The rest of the news is all holdover related.  The big movie from last weekend, Texas Chainsaw 3D, took an epic second weekend plunge of 76%.  That's more than the 72% plunge of A Nightmare On Elm Street but less than the 80% drop for Friday the 13th and tied with the 76% drop for The Devil Inside this time last year.  It's still among the very largest second-weekend drops in history for a film on more than 2,500 screens.  Sure the film has grossed $30.7 million, but Lionsgate may want to put sequel plans on hold.  Django Unchained is holding strongest with a solid $11 million weekend, bringing its domestic total to $125 million.  In just three weekends, it's already Tarantino's biggest domestic grosser ever.   Les Miserables is falling slightly faster than the Tarantino slave epic, but it still had a solid weekend take of $10.1 million (-37%) and a terrific $119 million domestic cume.  It's at $234 million worldwide thus far. Jack Reacher now has $72 million, after grossing $4.9 million for the weekend.  $85 million is the likely end-game here, so overseas performance will determine whether this is a new franchise for Cruise (it's at $152 million worldwide thus far).  The Guilt Trip is somewhat hanging on with $34.5 million while Flight has $92 million and Rise of the Guardians has $98 million.  Parental Guidance is showing remarkable strength as one of the only non R-rated grownup film in the marketplace outside of Lincoln and Skyfall.  The Billy Crystal/Bette Middler comedy has earned $60 million thus far.

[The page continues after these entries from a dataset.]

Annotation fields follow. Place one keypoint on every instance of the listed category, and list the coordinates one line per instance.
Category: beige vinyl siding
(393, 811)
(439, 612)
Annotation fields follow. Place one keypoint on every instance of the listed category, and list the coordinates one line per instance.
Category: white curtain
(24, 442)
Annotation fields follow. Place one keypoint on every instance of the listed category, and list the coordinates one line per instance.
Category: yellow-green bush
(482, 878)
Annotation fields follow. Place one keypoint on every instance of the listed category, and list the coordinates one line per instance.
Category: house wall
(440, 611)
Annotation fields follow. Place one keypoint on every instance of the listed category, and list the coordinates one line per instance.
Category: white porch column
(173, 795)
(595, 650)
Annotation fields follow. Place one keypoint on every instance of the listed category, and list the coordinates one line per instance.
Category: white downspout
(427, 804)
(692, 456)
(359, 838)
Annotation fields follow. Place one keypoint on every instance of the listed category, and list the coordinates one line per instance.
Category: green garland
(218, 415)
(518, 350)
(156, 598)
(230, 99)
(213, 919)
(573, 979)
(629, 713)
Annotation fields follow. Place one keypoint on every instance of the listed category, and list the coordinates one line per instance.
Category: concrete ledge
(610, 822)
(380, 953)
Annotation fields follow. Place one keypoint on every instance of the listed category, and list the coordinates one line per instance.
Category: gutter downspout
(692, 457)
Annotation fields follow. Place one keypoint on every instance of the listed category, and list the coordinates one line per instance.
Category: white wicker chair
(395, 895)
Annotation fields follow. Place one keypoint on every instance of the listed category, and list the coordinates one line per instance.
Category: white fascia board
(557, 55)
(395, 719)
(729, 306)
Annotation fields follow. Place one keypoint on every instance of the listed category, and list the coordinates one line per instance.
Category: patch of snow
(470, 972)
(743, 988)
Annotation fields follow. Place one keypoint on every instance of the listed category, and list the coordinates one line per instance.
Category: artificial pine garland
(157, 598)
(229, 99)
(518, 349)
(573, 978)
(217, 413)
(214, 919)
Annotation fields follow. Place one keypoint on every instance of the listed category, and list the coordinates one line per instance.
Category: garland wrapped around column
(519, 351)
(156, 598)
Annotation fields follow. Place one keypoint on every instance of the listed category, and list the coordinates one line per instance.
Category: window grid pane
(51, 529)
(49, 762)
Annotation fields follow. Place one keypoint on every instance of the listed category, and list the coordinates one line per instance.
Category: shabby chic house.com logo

The Life Of Pi now has $94 million, actually falling 5% despite a bounty of Oscar noms. But the Ang Lee spiritual fable is killing it overseas, and the film has already earned $400 million worldwide (that's the mighty 20th Century Fox foreign muscle for you).  The Impossible dropped just 7% for the weekend, earning $2.5 million and bringing its cume to $6.8 million. Sadly the Oscar bait that wasn't, Promised Land, plunged 68% in weekend two, giving it just $6.9 million total.  The Silver Linings Playbook jumped 38% on the heels of its surprising Oscar nomination domination, earning $5 million while still on just around 800 screens.  The rom-com now has $41 million and Weinstein Company swears it's going wide next weekend.  Argo also jumped 51% from last weekend, but that's as much to do with screen expansion and we're still only talking about $1.1 million for the weekend, giving it $111 million thus far.   Skyfall now has $299 million and should cross $300 million within the next couple days.  Lincoln went up 17% and more importantly crossed $150 million.  It's the largest grossing movie to never be #1 since Bridesmaids and makes Spielberg the only director to have a $150 million+ grossing film over the last five decades.  Amour has $652,000 and will expand further this Friday.   Wreck It Ralph has $179 million domestic and $336 million worldwide. Oh, and The Hobbit: An Unexpected Journey is heading towards $300 million with a $278 million cume after this weekend.

That's it for this weekend.  Join us next time when the Del Toro-produced Mama squares off against Arnold Schwarzenegger's The Last Stand and the Russell Crowe/Mark Wahlberg crime drama Broken City.  Until then, take care and be careful out there.  

Scott Mendelson

1 comment:

Antho42 said...

I might be wrong in assuming this, but does not Django depend on its box office numbers in the international box office, because the film cost so much money? It can still be considered a failure if it under-performs outside of the USA.